You told SAS to use * as a field separator.
So what is happening ? The LOG will tell you. Essentially Nume was read as a 8 character variable (default length) and the delimiter never appeared. So, Pret, a numeric variable, had nothing to be read-in from and was assigned a missing value. When viewed in output or data viewer, the value appears as a ..
data want;
infile datalines dlm='*'; * '/home/u47505185/produse.txt' dlm='*';
input Nume $ Pret Categorie $;
datalines;
hartie 2 birotica
creione 10 birotica
apa 6 alimente
ceai 8 alimente
tricou 100 haine
;
Log
25 data want;
26 infile datalines dlm='*'; * '/home/u47505185/produse.txt' dlm='*';
27 input Nume $ Pret Categorie $;
28 datalines;
NOTE: Invalid data for Pret in line 30 1-80.

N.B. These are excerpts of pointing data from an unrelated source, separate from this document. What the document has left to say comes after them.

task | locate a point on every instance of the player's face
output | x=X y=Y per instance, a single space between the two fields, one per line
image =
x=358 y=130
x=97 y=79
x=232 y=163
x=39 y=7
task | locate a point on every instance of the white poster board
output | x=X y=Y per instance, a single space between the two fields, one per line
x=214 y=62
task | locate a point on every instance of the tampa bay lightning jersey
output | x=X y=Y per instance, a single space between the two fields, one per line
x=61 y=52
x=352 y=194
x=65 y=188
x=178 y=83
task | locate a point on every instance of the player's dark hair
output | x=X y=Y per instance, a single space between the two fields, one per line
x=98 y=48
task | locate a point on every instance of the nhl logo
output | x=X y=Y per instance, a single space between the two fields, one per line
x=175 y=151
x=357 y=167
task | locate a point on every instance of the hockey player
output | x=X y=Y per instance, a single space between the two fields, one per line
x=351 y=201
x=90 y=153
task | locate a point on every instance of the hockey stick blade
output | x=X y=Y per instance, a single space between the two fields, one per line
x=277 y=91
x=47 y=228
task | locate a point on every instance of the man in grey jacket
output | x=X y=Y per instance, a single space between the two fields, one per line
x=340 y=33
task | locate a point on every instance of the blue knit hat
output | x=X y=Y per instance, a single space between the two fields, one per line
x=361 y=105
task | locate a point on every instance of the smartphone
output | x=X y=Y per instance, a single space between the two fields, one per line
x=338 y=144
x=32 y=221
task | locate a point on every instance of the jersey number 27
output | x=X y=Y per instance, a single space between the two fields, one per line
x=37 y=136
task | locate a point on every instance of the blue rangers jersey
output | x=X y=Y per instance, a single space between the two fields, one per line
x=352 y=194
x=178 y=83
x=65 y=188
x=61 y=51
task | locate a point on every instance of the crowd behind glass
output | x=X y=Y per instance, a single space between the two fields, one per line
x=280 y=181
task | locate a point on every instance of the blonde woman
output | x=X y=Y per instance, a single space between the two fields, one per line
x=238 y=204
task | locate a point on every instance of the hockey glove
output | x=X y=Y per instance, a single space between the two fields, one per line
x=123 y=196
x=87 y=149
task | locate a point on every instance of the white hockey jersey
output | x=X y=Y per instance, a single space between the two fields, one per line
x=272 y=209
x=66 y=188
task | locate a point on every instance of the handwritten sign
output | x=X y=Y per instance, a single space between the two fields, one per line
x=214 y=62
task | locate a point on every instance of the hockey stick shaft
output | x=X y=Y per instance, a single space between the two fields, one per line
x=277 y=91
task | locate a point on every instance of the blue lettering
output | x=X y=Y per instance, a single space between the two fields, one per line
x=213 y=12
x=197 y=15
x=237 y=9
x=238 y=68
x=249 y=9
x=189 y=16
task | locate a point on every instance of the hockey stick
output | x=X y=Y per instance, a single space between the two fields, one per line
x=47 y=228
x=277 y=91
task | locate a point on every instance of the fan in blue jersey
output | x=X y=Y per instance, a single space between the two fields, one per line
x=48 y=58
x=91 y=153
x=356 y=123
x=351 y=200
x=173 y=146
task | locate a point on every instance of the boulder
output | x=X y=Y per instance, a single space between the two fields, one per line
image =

RULE: ----+----1----+----2----+----3----+----4----+----5----+----6----+----7----+----8----+--
31 apa 6 alimente
NOTE: Invalid data errors for file CARDS occurred outside the printed range.
NOTE: Increase available buffer lines with the INFILE n= option.

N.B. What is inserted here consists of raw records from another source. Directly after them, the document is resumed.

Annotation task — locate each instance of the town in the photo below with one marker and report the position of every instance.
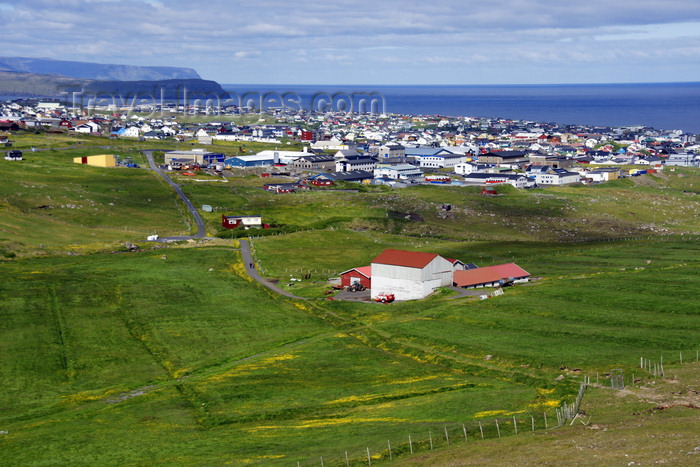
(395, 150)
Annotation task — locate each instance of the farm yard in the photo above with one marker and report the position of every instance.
(172, 354)
(159, 354)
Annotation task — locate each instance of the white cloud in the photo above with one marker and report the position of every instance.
(400, 40)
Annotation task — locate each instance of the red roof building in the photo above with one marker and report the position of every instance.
(490, 276)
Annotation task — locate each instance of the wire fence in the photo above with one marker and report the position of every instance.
(442, 435)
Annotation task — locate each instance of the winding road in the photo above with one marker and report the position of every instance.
(201, 229)
(202, 232)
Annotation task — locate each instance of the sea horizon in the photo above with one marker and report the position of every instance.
(663, 106)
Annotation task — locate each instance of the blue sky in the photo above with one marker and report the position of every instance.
(370, 42)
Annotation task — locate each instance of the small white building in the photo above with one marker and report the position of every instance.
(442, 159)
(347, 164)
(557, 177)
(391, 151)
(409, 275)
(398, 171)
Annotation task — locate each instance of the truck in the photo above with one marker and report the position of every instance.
(384, 298)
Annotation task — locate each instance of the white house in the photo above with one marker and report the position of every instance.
(131, 132)
(443, 159)
(466, 168)
(391, 151)
(517, 180)
(397, 171)
(350, 163)
(409, 275)
(557, 177)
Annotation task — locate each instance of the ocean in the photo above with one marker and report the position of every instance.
(664, 106)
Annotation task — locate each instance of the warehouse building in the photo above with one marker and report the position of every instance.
(409, 275)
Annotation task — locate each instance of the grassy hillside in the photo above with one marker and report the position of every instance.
(174, 356)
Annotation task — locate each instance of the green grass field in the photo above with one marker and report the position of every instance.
(172, 355)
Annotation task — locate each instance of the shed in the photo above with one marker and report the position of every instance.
(101, 160)
(490, 276)
(13, 155)
(409, 275)
(245, 222)
(361, 275)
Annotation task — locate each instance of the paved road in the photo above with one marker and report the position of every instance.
(201, 229)
(252, 272)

Nume=hartie 2 Pret=. Categorie=apa 6 al _ERROR_=1 _N_=1
NOTE: Invalid data for Pret in line 33 1-80.
NOTE: LOST CARD.
34 ;
NOTE: Invalid data errors for file CARDS occurred outside the printed range.

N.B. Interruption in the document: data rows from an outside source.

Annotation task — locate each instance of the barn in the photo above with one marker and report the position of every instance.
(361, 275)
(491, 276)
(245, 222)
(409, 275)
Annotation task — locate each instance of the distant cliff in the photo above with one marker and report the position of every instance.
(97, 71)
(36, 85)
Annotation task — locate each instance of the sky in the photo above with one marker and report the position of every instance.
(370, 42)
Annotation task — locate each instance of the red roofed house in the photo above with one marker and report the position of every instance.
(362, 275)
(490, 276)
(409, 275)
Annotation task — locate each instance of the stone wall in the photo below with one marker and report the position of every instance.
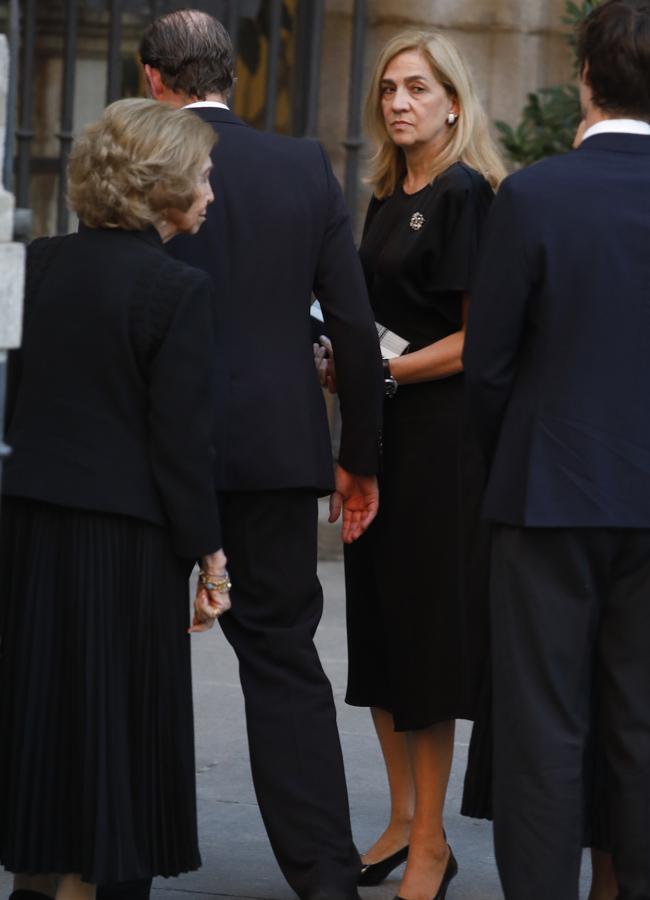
(11, 254)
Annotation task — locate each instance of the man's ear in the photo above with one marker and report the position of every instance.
(154, 82)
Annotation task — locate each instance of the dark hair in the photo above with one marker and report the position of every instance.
(614, 47)
(192, 51)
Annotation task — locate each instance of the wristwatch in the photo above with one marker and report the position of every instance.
(390, 383)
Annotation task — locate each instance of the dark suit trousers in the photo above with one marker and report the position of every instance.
(570, 616)
(270, 539)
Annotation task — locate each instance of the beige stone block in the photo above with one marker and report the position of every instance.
(515, 70)
(4, 87)
(12, 283)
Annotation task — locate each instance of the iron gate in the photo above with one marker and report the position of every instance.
(278, 48)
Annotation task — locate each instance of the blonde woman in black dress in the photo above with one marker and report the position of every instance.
(416, 582)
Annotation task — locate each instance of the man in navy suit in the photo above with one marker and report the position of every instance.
(557, 362)
(278, 231)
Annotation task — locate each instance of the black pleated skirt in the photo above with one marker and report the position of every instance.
(97, 745)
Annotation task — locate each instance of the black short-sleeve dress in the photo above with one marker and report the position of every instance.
(416, 582)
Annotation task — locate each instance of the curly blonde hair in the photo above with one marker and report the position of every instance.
(469, 139)
(139, 159)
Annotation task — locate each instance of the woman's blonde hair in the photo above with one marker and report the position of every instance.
(469, 139)
(139, 159)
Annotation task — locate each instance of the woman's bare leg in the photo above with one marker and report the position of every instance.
(431, 752)
(71, 887)
(396, 752)
(603, 879)
(42, 884)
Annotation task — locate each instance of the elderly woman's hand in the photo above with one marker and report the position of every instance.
(324, 362)
(212, 597)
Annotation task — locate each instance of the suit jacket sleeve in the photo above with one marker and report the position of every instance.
(497, 316)
(181, 417)
(349, 323)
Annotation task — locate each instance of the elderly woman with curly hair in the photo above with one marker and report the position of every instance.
(107, 504)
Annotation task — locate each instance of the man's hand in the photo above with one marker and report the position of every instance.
(324, 362)
(358, 495)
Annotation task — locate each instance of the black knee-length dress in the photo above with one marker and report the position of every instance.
(416, 582)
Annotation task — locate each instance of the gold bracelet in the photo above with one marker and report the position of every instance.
(216, 582)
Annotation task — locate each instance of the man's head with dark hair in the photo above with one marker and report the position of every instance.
(614, 55)
(193, 53)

NOTE: Increase available buffer lines with the INFILE n= option.
Nume=ceai 8 a Pret=. Categorie= _ERROR_=1 _N_=2
NOTE: SAS went to a new line when INPUT statement reached past the end of a line.
NOTE: The data set WORK.WANT has 1 observations and 3 variables.
NOTE: DATA statement used (Total process time):
real time 0.01 seconds
cpu time 0.00 seconds
By default, what is shown to you when a value is missing?
Numeric variables, . or the current setting for session option MISSING="<one-char>"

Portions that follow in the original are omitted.